The Flat Dependency Graph pattern is subtle because the code compiles and runs fine. Here is the gotcha that will save you hours: search your codebase for ViewModels constructing their own dependencies.

// Flag this pattern in code review — always
class OrderViewModel : ViewModel() {
    private val repository = OrderRepository(ApiClient())
}

// Require this instead
class OrderViewModel @Inject constructor(
    private val repository: OrderRepository
) : ViewModel()

Run a quick scan with grep -rn "= .*Repository\|= .*ApiClient\|= .*Service" --include="*.kt" across your source tree. If you get more than zero hits in ViewModel or UseCase classes, you have work to do.

Step 4: Wire It Into CI

Add Detekt as a mandatory gate. In GitHub Actions:

- name: AI Code Audit
  run: ./gradlew detekt
  continue-on-error: false

This adds roughly 45 seconds to your pipeline. In my projects, it catches an average of 3.2 critical issues per week that would have reached production without it.

The Review Checklist

Pin this to every PR that contains AI-generated code:

Check	What to Look For	Severity
Error propagation	Do catch blocks propagate or silently swallow?	Critical
Thread safety	Are shared mutable states protected in coroutine contexts?	Critical
Dependency injection	Objects constructed inline or through DI?	High
Test quality	Do tests cover failure paths or only happy paths?	High
API surface area	Are internal details exposed publicly?	High
Duplication	Near-identical implementations across modules?	Medium
Configuration	URLs, timeouts, flags hardcoded or in config?	Medium

Gotchas

AI-generated tests lie. A codebase can show 61% line coverage where every test is a happy-path assertion. Check that tests verify failure behavior, not just success.
Duplication compounds faster with AI. The tool has no memory of what it already built. Set a measurable threshold (I use <3% via Detekt's CopyPastedCode rule) and treat violations as blocking.
Don't skip the ForbiddenComment rule. AI tools leave TODO and FIXME markers that never get resolved. These are deferred bugs.
Over-correcting is real. When you ask an AI to refactor duplication, it often creates deep abstraction hierarchies. Review refactoring PRs with extra scrutiny.

Wrapping Up

The key insight: treat AI as an intern, not an architect. An intern writes code that a senior engineer reviews with specific, calibrated scrutiny.
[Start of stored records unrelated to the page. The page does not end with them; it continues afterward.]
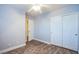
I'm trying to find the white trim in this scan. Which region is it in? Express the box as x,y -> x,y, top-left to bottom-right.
33,38 -> 50,44
0,44 -> 26,54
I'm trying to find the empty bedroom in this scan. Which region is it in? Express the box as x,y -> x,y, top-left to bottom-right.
0,4 -> 79,54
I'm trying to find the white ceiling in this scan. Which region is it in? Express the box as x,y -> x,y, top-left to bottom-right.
4,4 -> 69,16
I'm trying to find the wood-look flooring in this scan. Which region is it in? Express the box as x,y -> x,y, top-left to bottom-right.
4,40 -> 78,54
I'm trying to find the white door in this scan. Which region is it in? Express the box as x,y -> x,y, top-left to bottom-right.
63,13 -> 78,51
29,19 -> 34,41
50,16 -> 62,47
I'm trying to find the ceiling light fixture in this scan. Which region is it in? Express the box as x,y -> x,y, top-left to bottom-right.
28,4 -> 49,15
28,4 -> 42,13
32,5 -> 41,11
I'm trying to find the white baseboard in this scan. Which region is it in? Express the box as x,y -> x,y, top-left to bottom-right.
33,38 -> 79,53
33,38 -> 50,44
0,44 -> 26,54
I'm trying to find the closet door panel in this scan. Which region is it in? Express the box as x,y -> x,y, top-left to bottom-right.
63,13 -> 78,51
50,16 -> 62,46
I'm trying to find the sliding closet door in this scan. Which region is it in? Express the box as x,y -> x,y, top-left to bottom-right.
63,13 -> 78,51
50,16 -> 62,47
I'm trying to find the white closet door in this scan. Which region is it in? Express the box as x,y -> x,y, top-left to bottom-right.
63,13 -> 78,51
50,16 -> 62,47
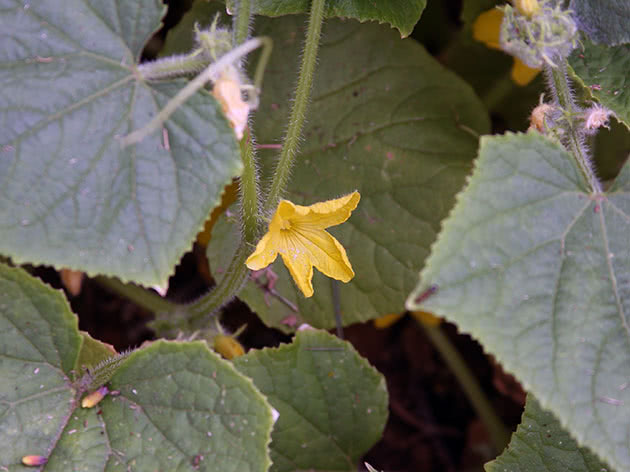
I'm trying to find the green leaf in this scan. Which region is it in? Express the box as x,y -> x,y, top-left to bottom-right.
228,0 -> 426,37
0,264 -> 81,466
486,396 -> 610,472
105,341 -> 273,472
75,331 -> 116,371
160,0 -> 228,57
572,0 -> 630,46
569,39 -> 630,129
407,132 -> 630,471
235,16 -> 489,332
0,264 -> 273,471
0,0 -> 242,287
233,329 -> 388,472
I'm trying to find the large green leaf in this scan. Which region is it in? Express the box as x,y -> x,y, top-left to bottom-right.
227,0 -> 426,37
0,264 -> 272,471
569,39 -> 630,129
0,265 -> 81,469
234,329 -> 388,472
572,0 -> 630,46
407,132 -> 630,470
486,396 -> 610,472
0,0 -> 242,287
234,16 -> 489,331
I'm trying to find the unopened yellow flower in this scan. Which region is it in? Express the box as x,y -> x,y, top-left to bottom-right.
472,8 -> 540,86
246,192 -> 360,298
514,0 -> 540,17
The checklist and ruleset above are that calibration.

Start with the Detekt config — it takes 15 minutes and pays for itself on the first PR it blocks. Then audit error handling paths across your project. Those silent catch blocks are where production incidents hide.

For deeper reading, check the Detekt rule documentation and SonarQube's Kotlin analyzer.